In the 1950s, however, things began to change as middle and upper income families moved out of cities and into the suburbs. The city's population held steady in an era when the population of the outlying areas was exploding. As business and industry followed the upper classes out of New Haven, the city's tax base began to erode. The result was a disastrous urban renewal plan, initiated by eight-term Democratic mayor Richard C. Lee. Neighborhoods were razed to build the six-lane Oak Street Connector--6,500 housing units were torn down, and only 951 were built in their place. Struggling businesses were displaced by the Chapel Square Mall. And the results did nothing to help New Haven's economy. The department stores in the Mall soon closed, the Oak Street Connector was never finished, and, by the late 1970s, New Haven teetered on the brink of bankruptcy, unable to pay the electric bills for its own street lights.

But, during the '80s and '90s, the city has worked to bring life back to downtown. The Broadway and Chapel Street areas were given facelifts, and new stores and businesses have sprung up along their brick sidewalks.
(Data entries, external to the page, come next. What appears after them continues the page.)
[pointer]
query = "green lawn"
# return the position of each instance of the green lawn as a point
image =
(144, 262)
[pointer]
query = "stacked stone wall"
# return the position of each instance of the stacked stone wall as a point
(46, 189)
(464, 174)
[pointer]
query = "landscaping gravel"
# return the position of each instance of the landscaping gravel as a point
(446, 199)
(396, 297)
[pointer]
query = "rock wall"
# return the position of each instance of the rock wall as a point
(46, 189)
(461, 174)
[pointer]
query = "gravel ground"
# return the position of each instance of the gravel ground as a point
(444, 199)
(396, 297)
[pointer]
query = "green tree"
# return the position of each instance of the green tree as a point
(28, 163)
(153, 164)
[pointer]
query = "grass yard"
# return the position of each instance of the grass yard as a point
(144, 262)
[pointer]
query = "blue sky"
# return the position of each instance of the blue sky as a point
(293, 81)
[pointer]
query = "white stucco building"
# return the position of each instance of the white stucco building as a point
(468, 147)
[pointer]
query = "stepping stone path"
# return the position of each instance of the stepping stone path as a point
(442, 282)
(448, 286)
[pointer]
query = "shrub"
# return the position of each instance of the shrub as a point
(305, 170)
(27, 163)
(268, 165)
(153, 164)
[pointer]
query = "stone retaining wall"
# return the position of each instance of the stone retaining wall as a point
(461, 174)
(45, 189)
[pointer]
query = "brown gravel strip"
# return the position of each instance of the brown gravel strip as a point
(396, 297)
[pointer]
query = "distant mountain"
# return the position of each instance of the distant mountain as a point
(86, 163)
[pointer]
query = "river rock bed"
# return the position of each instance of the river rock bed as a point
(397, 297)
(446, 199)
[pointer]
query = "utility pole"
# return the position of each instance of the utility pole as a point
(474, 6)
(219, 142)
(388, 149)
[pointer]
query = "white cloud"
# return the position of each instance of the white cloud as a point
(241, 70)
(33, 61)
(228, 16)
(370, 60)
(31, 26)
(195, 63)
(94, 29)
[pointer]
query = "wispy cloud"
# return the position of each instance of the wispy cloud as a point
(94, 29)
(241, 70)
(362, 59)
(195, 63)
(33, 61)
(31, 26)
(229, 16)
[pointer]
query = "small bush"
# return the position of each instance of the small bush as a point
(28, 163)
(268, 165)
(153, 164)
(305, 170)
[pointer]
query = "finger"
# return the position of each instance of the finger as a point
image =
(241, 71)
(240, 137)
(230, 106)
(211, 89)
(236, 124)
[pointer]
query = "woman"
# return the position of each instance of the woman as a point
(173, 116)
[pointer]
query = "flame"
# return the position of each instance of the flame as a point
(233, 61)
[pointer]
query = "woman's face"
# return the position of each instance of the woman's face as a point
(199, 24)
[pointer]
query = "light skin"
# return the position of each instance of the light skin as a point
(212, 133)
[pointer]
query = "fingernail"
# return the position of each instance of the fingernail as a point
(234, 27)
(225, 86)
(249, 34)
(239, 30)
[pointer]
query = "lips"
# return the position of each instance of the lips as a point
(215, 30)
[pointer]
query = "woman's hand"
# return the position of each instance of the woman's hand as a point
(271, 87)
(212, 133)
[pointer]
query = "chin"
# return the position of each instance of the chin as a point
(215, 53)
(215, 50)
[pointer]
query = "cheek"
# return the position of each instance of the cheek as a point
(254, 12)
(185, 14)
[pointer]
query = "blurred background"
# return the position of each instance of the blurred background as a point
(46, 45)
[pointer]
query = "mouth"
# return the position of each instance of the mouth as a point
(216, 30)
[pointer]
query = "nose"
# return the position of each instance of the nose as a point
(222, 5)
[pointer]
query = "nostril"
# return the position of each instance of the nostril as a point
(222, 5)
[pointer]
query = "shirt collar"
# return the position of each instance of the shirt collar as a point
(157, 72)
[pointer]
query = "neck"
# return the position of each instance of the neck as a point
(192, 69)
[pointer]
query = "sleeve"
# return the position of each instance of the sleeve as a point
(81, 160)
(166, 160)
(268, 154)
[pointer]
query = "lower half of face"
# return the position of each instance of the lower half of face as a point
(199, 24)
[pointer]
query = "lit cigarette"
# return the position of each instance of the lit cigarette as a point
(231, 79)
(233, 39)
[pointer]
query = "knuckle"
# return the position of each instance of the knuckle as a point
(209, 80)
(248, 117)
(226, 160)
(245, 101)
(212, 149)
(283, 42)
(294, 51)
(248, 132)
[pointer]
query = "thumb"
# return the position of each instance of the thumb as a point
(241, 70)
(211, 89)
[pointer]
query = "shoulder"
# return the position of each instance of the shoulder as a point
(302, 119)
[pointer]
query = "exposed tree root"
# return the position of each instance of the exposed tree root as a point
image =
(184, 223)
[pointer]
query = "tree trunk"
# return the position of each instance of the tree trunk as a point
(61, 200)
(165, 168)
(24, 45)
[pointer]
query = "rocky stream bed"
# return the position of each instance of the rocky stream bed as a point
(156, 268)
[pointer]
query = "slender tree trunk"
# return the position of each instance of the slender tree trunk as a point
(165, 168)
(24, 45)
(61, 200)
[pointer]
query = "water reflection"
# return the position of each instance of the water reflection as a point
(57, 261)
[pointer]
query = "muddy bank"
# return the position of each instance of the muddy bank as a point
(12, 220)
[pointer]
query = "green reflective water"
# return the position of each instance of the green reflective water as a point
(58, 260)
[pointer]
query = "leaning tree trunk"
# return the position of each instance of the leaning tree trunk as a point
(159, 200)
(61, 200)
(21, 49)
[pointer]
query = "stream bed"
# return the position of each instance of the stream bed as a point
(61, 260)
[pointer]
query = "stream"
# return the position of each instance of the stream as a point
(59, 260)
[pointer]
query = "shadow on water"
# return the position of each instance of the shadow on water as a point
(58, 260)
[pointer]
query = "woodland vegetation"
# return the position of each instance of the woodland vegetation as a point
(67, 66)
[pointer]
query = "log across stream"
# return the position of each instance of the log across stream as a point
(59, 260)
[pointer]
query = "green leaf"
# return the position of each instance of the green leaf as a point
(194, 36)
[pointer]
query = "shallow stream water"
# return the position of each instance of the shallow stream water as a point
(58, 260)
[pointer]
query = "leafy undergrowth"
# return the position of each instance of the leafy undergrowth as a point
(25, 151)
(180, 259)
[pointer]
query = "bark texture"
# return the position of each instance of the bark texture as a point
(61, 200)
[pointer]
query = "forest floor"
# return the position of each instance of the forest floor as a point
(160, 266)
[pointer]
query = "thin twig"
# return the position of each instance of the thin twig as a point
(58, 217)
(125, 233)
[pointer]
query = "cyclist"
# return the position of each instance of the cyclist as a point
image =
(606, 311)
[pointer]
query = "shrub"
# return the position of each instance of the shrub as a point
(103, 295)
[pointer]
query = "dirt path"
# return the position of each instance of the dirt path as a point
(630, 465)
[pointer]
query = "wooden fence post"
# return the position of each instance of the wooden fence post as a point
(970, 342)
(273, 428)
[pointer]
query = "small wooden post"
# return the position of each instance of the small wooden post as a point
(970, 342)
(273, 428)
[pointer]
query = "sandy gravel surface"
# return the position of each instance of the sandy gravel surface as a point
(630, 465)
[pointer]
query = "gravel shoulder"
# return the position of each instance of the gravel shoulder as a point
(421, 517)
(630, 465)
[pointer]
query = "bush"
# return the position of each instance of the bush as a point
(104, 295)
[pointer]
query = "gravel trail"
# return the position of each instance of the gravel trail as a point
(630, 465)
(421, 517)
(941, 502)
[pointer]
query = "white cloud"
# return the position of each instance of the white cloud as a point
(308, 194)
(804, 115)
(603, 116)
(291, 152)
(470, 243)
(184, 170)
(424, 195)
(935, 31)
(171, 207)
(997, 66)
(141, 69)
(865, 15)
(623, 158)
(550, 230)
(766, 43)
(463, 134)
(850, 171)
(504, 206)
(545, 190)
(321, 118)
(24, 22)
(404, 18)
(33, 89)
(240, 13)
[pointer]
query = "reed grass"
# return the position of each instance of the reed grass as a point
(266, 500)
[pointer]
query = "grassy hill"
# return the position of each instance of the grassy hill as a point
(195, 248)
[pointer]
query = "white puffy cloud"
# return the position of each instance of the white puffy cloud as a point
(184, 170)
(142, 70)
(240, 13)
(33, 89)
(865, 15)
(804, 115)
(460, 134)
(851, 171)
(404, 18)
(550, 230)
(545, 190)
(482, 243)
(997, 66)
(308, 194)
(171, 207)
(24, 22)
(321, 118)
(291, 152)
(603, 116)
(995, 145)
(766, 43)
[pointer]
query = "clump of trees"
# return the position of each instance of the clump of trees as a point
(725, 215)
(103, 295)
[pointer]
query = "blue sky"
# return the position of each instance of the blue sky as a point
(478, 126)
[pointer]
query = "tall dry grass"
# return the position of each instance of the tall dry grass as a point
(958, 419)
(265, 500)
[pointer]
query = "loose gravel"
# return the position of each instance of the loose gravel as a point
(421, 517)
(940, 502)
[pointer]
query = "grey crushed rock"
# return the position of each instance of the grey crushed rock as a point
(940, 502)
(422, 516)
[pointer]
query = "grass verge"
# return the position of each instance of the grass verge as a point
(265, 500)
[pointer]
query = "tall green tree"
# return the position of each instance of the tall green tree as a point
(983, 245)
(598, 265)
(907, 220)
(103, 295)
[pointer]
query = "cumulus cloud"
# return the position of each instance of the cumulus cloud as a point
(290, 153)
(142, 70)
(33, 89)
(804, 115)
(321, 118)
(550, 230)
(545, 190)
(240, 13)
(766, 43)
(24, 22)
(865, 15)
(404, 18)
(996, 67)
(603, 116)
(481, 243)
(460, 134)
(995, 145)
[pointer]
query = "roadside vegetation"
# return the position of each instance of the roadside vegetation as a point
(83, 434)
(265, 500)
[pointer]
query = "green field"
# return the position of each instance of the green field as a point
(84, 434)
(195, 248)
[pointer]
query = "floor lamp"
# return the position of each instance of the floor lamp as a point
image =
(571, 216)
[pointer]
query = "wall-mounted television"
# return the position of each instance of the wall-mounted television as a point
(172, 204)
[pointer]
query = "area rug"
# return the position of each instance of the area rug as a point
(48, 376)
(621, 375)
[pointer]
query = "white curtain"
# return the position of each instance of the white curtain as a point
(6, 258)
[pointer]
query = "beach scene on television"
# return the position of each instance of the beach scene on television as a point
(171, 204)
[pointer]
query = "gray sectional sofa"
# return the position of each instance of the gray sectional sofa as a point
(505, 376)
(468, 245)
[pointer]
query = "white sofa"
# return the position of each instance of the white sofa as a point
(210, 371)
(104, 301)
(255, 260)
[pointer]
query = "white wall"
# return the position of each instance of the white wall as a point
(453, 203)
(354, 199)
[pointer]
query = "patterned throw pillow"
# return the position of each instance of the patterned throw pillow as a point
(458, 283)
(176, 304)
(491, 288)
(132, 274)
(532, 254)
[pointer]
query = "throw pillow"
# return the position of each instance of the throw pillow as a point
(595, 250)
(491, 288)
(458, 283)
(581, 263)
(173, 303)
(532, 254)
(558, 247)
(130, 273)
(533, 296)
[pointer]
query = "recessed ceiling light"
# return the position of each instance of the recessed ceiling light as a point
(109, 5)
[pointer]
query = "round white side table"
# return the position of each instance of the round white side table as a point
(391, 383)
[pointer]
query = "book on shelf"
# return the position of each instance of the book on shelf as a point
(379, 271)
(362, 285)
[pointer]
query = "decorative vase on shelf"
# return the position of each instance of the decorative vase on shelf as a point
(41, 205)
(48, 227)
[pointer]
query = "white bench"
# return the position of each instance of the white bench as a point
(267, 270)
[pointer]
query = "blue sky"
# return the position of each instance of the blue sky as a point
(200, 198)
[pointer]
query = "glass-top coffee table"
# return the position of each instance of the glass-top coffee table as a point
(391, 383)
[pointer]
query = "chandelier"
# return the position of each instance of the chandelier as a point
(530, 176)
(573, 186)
The city also pumped money into the Ninth Square area near the New Haven Coliseum, leading clubs and restaurants to open their doors. In January, the Omni Hotel, a four-star, 270-room hotel catering to Yale parents, area industries, and tourists opened on Temple St. In addition, the city is moving forward with plans for a mega-mall along the waterfront.

New Haven today is changing at a rapid pace. Chances are that the city you leave in 2002 will be significantly different than the city you will enter this fall. And when you arrive in August, the Elm City will undoubtably offer you multiple opportunities to get involved with the affairs and the people of your new home.